Federal Carbon Tax

The Issue

The SCC has strongly advocated against a carbon tax being imposed on Saskatchewan businesses. Nevertheless, the Government of Canada has imposed the economy-wide, fuel charge portion of the carbon tax effective April 1, 2019. The Federal Government’s imposition of a tax on activities associated with GHG emissions will impact Saskatchewan businesses both directly and indirectly. Small and medium-sized businesses being saddled with additional costs under the federal carbon pricing regime often do not have the financial resources to make investments in energy efficiency programming.

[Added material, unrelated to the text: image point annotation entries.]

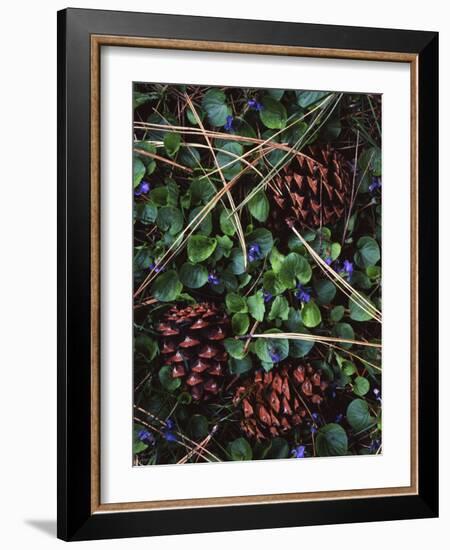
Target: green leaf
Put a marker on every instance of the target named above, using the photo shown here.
(370, 160)
(172, 142)
(225, 244)
(276, 94)
(168, 382)
(138, 171)
(256, 306)
(235, 303)
(140, 99)
(200, 248)
(198, 427)
(331, 440)
(170, 219)
(226, 223)
(193, 276)
(214, 103)
(273, 114)
(311, 315)
(205, 226)
(358, 313)
(237, 266)
(159, 196)
(276, 259)
(240, 323)
(192, 118)
(294, 267)
(259, 206)
(146, 212)
(335, 251)
(279, 309)
(240, 366)
(263, 238)
(235, 347)
(240, 449)
(167, 287)
(348, 368)
(358, 415)
(189, 156)
(223, 159)
(202, 190)
(344, 330)
(272, 284)
(325, 290)
(337, 313)
(300, 348)
(271, 350)
(306, 99)
(361, 386)
(368, 252)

According to a Backgrounder from the Department of Finance Canada, 90% of the revenue generated by the carbon tax in Saskatchewan will be directed back to households through the Climate Action Incentive rebate. Of the remaining 10% of revenue, 4% will be directed back to the MUSH sector – municipalities, universities, schools, and hospital, while 6% will be directed back to eligible small and medium-sized enterprises (SMEs) in the province. Over a five-year period from 2019 – 2024, the Federal Department of Finance estimates that a total of $295 million will be available to eligible Saskatchewan SMEs.

Our Position

The SCC believes that investments in energy efficiency, not taxation, is one of the most effective ways to reduce GHG emissions. Unlike a carbon tax, energy efficiency programming enhances competitiveness by reducing a business’s energy-related costs. Nonetheless, promoting energy efficiency requires both education and a significant amount of capital investment before it can be put in to place by SMEs, the government needs to help these operations transition now before driving them out of business with a tax first mentality.


While the SCC will continue to oppose the federal carbon tax, we also believe that any revenues generated from a carbon tax should be directed back into programs and actions that will demonstrably reduce GHG emissions. The SCC does not want to see the rebate approach currently being proposed for households as a model for directing revenues back to eligible Saskatchewan SMEs. Such an approach would do little to reduce GHG emissions. Instead, we advocate for a streamlined, science-based, and transparent program designed to support energy efficiency improvements.